Among the original internees were prominent businesspeople, what today some would call the “one percent.” Uriah Scribner, a founder of the Scribner publishing and book-selling empire; Aaron Clark, NYC’s first Whig mayor, and second popularly elected (from 1837-1839); US Representative and President of Columbia University, James Tallmadge; Benjamin Wright, Chief Engineer for the Erie Canal; and Deys, Varicks and other prominent names found on NYC street signs.
See FNY’s All the Marbles page for info on both cemeteries.
Toy Tokyo, at #91 2nd Avenue, is an emporium featuring rare and collectible toys and a premier location to find merchandise from famed toy designers such as Funko, Kaws and Ron English. In addition, unique vintage toys, model kits, games, dolls, and stuffed toys are also offered. Toy Tokyo specializes in rare and collectible Godzilla merchandise including everything from full-body Godzillas to build-it-yourself models, some of which are rare and sell for over $600. The store has been voted Best Toy Store of the Year by Clutter Magazine, a premier source for counterculture and art toy information.
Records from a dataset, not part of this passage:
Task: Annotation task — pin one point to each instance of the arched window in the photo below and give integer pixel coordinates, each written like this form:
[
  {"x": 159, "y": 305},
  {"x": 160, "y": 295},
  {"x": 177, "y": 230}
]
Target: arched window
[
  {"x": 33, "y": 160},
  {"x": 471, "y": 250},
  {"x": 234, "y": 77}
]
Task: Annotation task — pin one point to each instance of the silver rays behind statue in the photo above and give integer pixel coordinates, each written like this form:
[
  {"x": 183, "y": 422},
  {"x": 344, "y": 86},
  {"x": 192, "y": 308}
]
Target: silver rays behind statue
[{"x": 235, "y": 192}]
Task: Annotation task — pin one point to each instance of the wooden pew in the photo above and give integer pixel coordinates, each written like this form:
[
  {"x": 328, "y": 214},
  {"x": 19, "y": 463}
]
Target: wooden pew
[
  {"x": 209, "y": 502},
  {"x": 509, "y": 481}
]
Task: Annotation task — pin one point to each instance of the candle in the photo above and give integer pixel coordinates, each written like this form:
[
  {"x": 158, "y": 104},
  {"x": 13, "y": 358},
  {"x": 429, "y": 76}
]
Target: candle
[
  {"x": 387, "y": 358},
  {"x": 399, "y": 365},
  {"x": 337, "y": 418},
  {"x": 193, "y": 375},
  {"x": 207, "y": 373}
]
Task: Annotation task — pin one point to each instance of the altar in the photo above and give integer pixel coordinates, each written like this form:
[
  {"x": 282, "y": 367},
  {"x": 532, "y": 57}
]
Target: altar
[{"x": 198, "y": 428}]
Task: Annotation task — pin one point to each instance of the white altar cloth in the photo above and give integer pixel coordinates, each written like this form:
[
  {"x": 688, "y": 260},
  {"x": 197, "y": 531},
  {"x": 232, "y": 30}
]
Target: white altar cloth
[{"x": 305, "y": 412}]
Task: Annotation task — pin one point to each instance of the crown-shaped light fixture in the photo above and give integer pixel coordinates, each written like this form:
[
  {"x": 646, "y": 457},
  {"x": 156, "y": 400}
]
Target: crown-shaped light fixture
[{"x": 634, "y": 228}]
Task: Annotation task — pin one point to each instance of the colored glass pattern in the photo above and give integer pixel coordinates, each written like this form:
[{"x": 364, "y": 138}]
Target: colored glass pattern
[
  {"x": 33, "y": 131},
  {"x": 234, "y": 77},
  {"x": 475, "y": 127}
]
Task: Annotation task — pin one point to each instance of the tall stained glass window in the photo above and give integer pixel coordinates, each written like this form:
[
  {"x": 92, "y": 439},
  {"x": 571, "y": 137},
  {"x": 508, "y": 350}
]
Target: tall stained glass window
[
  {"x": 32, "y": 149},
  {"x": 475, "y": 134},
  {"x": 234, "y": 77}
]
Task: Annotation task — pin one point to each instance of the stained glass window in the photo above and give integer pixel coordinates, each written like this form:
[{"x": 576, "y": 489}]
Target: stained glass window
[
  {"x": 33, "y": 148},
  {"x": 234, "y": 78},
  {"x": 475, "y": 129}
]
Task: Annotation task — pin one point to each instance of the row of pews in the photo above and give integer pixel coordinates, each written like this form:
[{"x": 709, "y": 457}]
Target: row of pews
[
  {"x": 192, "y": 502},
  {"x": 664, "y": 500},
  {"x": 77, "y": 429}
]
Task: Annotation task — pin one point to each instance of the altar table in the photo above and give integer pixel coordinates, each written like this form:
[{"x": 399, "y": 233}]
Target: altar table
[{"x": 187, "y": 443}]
Block Drugs’ red neon sign on the SW corner of 2nd Avenue and East 6th, which (unofficially) goes back to 1948, still lights up brilliantly at night. Block has been in business since 1885, as the corner of the sign indicates. In the windows, there are smaller red neons, one of which says “Cut-rate Cosmetics.” If that date is correct that puts it among NYC’s oldest extant businesses, but surprisingly, it didn’t make my Bible on these matters, Ellen Williams & Steve Redlauer’s Historic Shops & Restaurants of New York (Little Bookroom, 2002).
This seems to be the last survivor of a franchise. From wikipedia:
The company was founded in 1907 by Alexander Block, a Russian immigrant who had a small drugstore on Fulton Street in Brooklyn, New York. He turned the company into a wholesaler in 1915, then became a drug manufacturer in 1925, acquiring a 50 percent interest in Wernet’s Dental Manufacturing Company…
Block Drug Company was a pharmaceutical company based in Jersey City, New Jersey, United States, that specialized in dental care products. Its most popular products included Polident denture cleanser, Poli-Grip denture adhesive, Dentu-Creme denture toothpaste, Nytol sleeping pill, Tegrin medicated shampoo for psoriasis, Lava hand soaps (acquired from Procter & Gamble), Beano and Phazyme anti-gas products, Balmex diaper rash ointments, and Sensodyne desensitizing toothpaste.[1]
GlaxoSmithKline purchased the company for $1.24 billion in 2001.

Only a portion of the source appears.